Methane is promising energy resources for producing high-value-added chemicals. Methane conversion to value-added chemicals or fuels under mild conditions has become one of the hottest topics in energy and catalysis.

However, the high symmetry and low polarizability of methane molecule make it challenging to activate methane under mild conditions. In addition, the target products are usually more reactive than the methane, and they are subject to over-oxidation to the greenhouse gas CO₂.

Recently, a group led by Prof. DENG Dehui and Assoc. Prof. YU Liang from the Dalian Institute of Chemical Physics (DICP) of the Chinese Academy of Sciences (CAS) converted methane to formic acid (HCOOH) at high efficiency under mild conditions. Their study was published in Nano Energy on Dec. 29.

Methane conversion to formic acid on the atomically-dispersed Fe sites confined within the channels of ZSM-5 (Image by ZHU Kaixin and GAO Hehua) 
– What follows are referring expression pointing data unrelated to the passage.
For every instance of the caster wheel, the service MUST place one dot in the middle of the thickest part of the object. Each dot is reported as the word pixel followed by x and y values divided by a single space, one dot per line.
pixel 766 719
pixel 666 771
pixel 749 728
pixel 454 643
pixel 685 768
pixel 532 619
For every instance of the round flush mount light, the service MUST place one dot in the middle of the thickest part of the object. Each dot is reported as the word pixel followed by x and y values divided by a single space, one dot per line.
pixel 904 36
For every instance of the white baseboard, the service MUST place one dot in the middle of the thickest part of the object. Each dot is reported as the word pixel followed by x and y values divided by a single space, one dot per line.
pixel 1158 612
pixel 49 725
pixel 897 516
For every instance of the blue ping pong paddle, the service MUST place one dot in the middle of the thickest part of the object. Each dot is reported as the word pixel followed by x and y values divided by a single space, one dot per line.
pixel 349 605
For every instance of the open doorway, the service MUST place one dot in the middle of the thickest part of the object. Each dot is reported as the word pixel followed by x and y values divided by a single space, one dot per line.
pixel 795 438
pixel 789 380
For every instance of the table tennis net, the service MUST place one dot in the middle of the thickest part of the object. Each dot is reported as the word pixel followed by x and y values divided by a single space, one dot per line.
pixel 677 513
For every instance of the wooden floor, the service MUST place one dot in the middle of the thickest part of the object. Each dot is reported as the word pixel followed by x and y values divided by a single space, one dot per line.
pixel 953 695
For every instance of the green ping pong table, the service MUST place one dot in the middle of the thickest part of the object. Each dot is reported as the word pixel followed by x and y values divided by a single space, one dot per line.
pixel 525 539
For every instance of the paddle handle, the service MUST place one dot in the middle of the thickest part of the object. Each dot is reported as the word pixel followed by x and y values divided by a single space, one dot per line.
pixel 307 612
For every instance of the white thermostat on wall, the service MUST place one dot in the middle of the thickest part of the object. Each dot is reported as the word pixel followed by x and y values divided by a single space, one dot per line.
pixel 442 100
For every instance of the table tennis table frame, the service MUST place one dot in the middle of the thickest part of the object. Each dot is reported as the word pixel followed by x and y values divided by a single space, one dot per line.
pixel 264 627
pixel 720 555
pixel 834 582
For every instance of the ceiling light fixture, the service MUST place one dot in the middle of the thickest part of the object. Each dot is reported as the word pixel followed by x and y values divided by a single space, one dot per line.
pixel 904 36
The researchers found that highly efficient and selective oxidation of methane to HCOOH could be achieved on the atomically-dispersed Fe sites confined within the channels of ZSM-5.

By adjusting the silica-alumina ratio and Fe loading in the ZSM-5 to modulate the microenvironment of the active Fe species, they reached a turnover frequency (TOF) of 84200 h^-1 for producing C1 oxygenates and a high HCOOH selectivity of 91% with productivity of 383.2 mmol gcat.^-1 h^-1 at 80 °C

"This result surpassed all previously reported methane conversion catalysts operated under similar conditions," said Prof. DENG.

Furthermore, by combining various characterizations and density functional theory calculations, they found that Fe-O active sites could be generated from H₂O₂ dissociation on both the mononuclear and binuclear Fe centers confined within the channels of ZSM-5.

The Fe-O active sites could facilitate the activation and cleavage of the C-H bond of methane and thereby promoted successive oxidation of methane to formic acid through methanol and formaldehyde via free radical pathways, while inhibiting the over-oxidation to CO₂.

This study paves a new route to design and construct lattice-confined active sites for highly efficient conversion of methane under mild conditions.

This work was supported by the National Key R&D Program of China, the National Natural Science Foundation of China, the Strategic Priority Research Program of CAS, and the DNL Cooperation Fund, CAS.